Poetry for Myles and miles

"The book is available at the press's website: www.tebotbach.com. Click 'bookstore' and scroll down to buy the book," says poet Myles Gordon. You can also find it on Amazon and locally at Brookline Booksmith and Cambridge's Grolier Poetry Bookshop. And for deets on Myles' future appearances, keep an eye on www.mylesgordon.com.


Learning to rhyme

"Kathleen Spivack is the best poetry teacher I know locally," says poet Myles Gordon. "Try www.kathleenspivack.com to find out about availability. Both the Cambridge and Boston Center for Adult Education also offer decent poetry workshops. Read a lot of poetry, especially not your own, because that’s where you learn a lot. Write your head off.

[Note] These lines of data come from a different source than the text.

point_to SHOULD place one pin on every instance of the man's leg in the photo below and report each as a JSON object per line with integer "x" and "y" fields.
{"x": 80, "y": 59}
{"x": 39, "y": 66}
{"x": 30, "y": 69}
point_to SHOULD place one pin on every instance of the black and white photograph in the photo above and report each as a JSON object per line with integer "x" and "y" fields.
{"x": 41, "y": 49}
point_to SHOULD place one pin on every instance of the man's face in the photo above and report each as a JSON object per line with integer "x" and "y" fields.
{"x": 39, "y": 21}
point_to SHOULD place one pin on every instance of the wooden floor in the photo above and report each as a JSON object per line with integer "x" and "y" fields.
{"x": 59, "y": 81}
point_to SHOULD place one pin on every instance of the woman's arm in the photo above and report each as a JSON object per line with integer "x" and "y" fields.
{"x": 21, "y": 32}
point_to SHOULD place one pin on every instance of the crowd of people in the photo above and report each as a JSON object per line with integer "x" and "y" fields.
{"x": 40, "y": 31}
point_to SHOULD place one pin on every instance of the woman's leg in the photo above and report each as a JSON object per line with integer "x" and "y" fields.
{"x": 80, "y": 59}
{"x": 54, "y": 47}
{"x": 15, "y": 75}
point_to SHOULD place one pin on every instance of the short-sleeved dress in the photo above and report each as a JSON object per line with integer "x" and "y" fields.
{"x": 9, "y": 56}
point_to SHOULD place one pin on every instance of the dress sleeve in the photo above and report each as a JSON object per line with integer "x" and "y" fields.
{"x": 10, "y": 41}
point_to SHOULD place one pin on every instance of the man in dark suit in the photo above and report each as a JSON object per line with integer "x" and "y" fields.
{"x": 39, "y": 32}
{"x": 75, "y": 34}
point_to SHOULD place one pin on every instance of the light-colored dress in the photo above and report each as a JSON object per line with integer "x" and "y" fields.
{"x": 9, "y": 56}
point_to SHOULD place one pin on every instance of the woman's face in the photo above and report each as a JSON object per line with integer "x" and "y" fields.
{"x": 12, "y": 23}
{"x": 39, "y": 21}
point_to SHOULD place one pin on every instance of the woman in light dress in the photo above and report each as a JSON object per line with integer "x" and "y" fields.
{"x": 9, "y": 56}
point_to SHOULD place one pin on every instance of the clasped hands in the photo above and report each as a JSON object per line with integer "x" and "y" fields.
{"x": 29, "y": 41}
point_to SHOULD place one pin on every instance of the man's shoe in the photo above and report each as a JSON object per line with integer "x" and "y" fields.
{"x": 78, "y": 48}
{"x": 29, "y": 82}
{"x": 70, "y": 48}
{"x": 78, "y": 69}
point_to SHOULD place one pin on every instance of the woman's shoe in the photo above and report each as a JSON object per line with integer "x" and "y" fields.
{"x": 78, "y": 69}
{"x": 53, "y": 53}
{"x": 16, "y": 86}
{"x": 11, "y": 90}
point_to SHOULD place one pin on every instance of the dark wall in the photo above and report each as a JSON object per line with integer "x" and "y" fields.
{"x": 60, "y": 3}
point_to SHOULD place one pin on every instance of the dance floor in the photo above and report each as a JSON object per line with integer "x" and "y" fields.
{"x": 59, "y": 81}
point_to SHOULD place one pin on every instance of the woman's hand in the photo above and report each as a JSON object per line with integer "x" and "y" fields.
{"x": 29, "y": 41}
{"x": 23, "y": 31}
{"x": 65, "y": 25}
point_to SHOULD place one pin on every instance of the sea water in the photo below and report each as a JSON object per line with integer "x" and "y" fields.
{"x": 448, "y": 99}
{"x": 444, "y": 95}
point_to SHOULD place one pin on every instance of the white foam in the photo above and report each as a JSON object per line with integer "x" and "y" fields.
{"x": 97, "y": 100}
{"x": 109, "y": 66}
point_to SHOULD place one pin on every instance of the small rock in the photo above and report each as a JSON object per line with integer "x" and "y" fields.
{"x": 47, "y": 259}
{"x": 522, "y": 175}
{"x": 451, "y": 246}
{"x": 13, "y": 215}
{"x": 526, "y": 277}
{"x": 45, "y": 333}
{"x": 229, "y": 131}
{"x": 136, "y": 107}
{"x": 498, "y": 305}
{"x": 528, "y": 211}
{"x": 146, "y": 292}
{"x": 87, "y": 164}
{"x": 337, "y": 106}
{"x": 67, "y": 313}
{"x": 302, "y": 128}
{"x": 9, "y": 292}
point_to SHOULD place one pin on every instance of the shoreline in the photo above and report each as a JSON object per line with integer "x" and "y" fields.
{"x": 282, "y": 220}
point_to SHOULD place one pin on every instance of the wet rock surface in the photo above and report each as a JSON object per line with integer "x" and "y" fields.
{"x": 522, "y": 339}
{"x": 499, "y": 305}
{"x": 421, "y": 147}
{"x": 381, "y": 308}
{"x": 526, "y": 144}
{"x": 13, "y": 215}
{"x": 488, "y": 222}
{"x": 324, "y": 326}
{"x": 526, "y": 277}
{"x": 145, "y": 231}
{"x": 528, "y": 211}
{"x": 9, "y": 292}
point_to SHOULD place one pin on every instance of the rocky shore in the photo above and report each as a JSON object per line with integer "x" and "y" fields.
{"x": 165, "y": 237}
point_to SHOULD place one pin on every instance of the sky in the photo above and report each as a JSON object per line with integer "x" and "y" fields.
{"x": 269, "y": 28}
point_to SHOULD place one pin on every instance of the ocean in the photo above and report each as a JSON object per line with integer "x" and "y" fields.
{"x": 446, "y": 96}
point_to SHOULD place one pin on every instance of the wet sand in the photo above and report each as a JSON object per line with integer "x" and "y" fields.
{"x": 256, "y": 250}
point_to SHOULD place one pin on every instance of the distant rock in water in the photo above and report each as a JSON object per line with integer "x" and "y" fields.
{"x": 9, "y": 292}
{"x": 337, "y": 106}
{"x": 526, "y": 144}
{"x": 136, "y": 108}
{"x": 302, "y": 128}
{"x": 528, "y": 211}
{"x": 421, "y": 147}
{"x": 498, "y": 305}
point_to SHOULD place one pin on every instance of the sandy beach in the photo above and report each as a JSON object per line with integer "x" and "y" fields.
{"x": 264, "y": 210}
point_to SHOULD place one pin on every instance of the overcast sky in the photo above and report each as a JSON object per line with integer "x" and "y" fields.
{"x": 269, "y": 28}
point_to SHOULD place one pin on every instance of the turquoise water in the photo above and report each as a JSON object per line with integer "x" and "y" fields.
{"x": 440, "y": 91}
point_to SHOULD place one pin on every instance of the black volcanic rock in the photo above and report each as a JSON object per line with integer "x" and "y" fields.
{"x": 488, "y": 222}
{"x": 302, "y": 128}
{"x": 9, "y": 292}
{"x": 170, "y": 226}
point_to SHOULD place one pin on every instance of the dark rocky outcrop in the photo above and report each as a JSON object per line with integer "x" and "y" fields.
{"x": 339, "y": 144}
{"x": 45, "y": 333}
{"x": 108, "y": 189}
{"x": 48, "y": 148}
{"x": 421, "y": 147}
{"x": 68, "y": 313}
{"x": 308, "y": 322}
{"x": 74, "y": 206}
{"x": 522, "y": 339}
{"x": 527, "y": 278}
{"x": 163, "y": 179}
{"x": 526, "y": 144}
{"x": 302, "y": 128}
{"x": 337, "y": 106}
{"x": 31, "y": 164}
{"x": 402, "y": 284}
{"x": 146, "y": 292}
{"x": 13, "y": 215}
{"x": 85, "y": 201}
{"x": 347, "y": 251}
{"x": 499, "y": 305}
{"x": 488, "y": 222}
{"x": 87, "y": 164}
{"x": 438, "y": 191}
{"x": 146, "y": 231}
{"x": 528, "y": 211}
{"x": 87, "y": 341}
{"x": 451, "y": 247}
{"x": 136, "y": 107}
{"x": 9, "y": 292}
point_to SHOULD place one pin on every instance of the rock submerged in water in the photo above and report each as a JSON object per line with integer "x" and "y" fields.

Poems are like children, and you have to like them, even the misbehaving ones.”


Wham bam poetry slam

"The Grolier Poetry Reading Series (www.grolierpoetrybookshop.org) is always good," says poet Myles Gordon. "The Blacksmith House Reading Series (www.ccae.org/events/blacksmith.html) in Harvard Square is also strong. For a good poetry slam, try the Cantab Lounge, in Central Square, Cambridge, on Wednesday nights (www.cantab-lounge.com)."

Favorite scribes

"Lately I've been reading a lot of Wallace Stevens, Tracy K. Smith, Elizabeth Bishop, Sharon Olds, Frederick Seidel, and Alan Dugan," says poet Myles Gordon. "They are all great and varied poets who have a mastery of the craft and the language, and who are not afraid to be original and honest." 

Book it

"My top books always change," says poet Myles Gordon. "Currently, I keep going back to The Norton Anthology of Modern Poetry, edited by Richard Ellmann and Robert O'Clair; Life on Mars by Tracy K. Smith; and Poems Seven by Alan Dugan." And as for his go-to place to browse? "The Grolier Poetry Bookshop, in Cambridge, was founded in 1927, and has been the longest-running all-poetry bookstore in the country. It's a cool hole-in-the-wall place — and if they don't have what you want, they can order it. But you haven't checked out poetry in the area until you've gone to the Grolier (www.grolierpoetrybookshop.org)."

 
The Wordsmith

Don't let Myles Gordon fool you. You may think he's just grocery shopping or paying bills. But he's not. He's also thinking.

He could be thinking about war or injustice. He might be thinking about freedom or beauty. And then, he'll write. He's experienced all of those subjects, some firsthand, some through his parents. The way he processes it all is by transforming it into verse, rhymes, and sonnets. Myles has been many things — a grocery bagger, an Emmy Award-winning TV producer, a school teacher — but first, he is a poet. 

 

He grew up in Newton, the son of a mother who lost many of her relatives in the Holocaust, of a father who helped liberate the concentration camps as an infantry soldier. When David Gordon returned, he became a sports reporter and a business editor for the Boston Herald. His son followed in his journalistic footsteps, becoming a producer for Chronicle on WCVB-TV for 17 years. But long before, Myles was scribbling poems during classes in high school and on crinkled brown paper as a supermarket bagger. Thinking about life, from the banal to the brutal to the beautiful, has always consumed Myles. 

 

Now, after winning Patricia Bibby First Book Award, the Helen Kay Chapbook Prize and the Grolier Poetry Prize, Myles has published his first full-length book of poetry. Inside the Splintered Wood is not an easy read, but it explores the challenges in Myles' life and unearths some bigger truths for all of us. In pain or pleasure, as Myles would say, there is poetry.